La vicepresidenta Francia Márquez denuncia irrespeto en su propio gobierno. ¿Hipocresía? Críticas por discriminación y corrupción empañan la administración, revelando divisiones y desafíos en el gabinete.
Por Mons. Amaury Medina Blanco Cuando la Señora Vicepresidenta Francia Márquez fue subvalorada por algunas personas, su sector político decía: son racistas blancos, machistas y oligarcas, la irrespetan por ser mujer, negra y de un estrato económico popular. ¿Y ahora que ella dice haber sido irrespetada por la Ministra Sarabia? Irrespetos de una mujer blanca, no electa por voto popular, hacia una mujer negra, miembro del Gabinete y electa por voto popular a la Vicepresidencia de la nación.
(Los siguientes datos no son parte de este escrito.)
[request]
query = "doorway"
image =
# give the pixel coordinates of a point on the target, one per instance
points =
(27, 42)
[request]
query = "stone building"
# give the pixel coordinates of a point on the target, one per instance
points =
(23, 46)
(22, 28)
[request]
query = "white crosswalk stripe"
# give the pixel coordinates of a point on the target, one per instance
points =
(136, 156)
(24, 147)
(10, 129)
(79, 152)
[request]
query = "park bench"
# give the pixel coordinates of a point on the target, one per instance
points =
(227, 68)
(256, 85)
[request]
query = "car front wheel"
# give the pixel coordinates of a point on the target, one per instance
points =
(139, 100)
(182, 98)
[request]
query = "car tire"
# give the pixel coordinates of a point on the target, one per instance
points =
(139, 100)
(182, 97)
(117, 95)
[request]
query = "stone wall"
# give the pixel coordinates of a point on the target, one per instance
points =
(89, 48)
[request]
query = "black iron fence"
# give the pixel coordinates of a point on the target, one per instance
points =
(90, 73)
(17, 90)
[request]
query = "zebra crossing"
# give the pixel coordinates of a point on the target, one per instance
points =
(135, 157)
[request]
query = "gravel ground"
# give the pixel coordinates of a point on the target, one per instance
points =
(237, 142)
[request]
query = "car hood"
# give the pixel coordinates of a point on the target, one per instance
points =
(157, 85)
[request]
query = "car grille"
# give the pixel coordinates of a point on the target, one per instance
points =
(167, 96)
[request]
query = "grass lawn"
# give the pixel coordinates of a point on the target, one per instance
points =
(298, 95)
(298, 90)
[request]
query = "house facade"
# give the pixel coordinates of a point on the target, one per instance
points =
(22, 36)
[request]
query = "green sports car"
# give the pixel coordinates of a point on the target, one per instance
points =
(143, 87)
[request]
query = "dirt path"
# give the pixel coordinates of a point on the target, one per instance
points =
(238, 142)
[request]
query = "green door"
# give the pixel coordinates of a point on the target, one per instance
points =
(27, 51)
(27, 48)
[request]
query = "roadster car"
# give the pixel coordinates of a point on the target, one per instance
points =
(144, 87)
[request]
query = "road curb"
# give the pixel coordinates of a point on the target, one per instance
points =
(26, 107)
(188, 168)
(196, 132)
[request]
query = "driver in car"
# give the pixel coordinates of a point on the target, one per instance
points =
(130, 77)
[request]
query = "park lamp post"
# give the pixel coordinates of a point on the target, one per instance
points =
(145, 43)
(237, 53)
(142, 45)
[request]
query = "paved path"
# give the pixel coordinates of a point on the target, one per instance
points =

La discriminación y el menosprecio al rol institucional de la Señora Márquez ha provenido de su sector ideológico. El diario Granma todavía hoy repite una de las tantas frases del Che Guevara: «un revolucionario verdadero es guiado por grandes sentimientos de amor. De amor por la humanidad, por la justicia y la verdad». No sé si esta frase la aplican algunos revolucionarios en su trato con la Señora Vicepresidenta negra (yo también soy negro). En todo gobierno existen diferencias. Sin embargo, el Consejo de Ministros evidenció que los males por ellos recriminados a los gobiernos de derecha, han sido elevados al cuadrado por el gobierno de izquierda. Ello debería hacer bajar a la izquierda del peldaño de la perfección, que los colocaba en más allá del bien y del mal. Los obstáculos al programa de gobierno petrista no solo están en el Congreso, están en su propio Gabinete. ¡Solo 49 de los 195 compromisos han sido ejecutados! Y la Vicepresidenta revelando con amargura: «me duele que en el Gobierno que ayudé a elegir se presenten tantos actos de corrupción». El televisado Consejo de Ministros tuvo un efecto milagroso: ya fue olvidada la situación en el Catatumbo y el tema con USA por los repatriados. Oremos a Dios para que el Gabinete se direccione, prevalezca la sensatez, el respeto entre sus miembros y la búsqueda del bien común de los colombianos.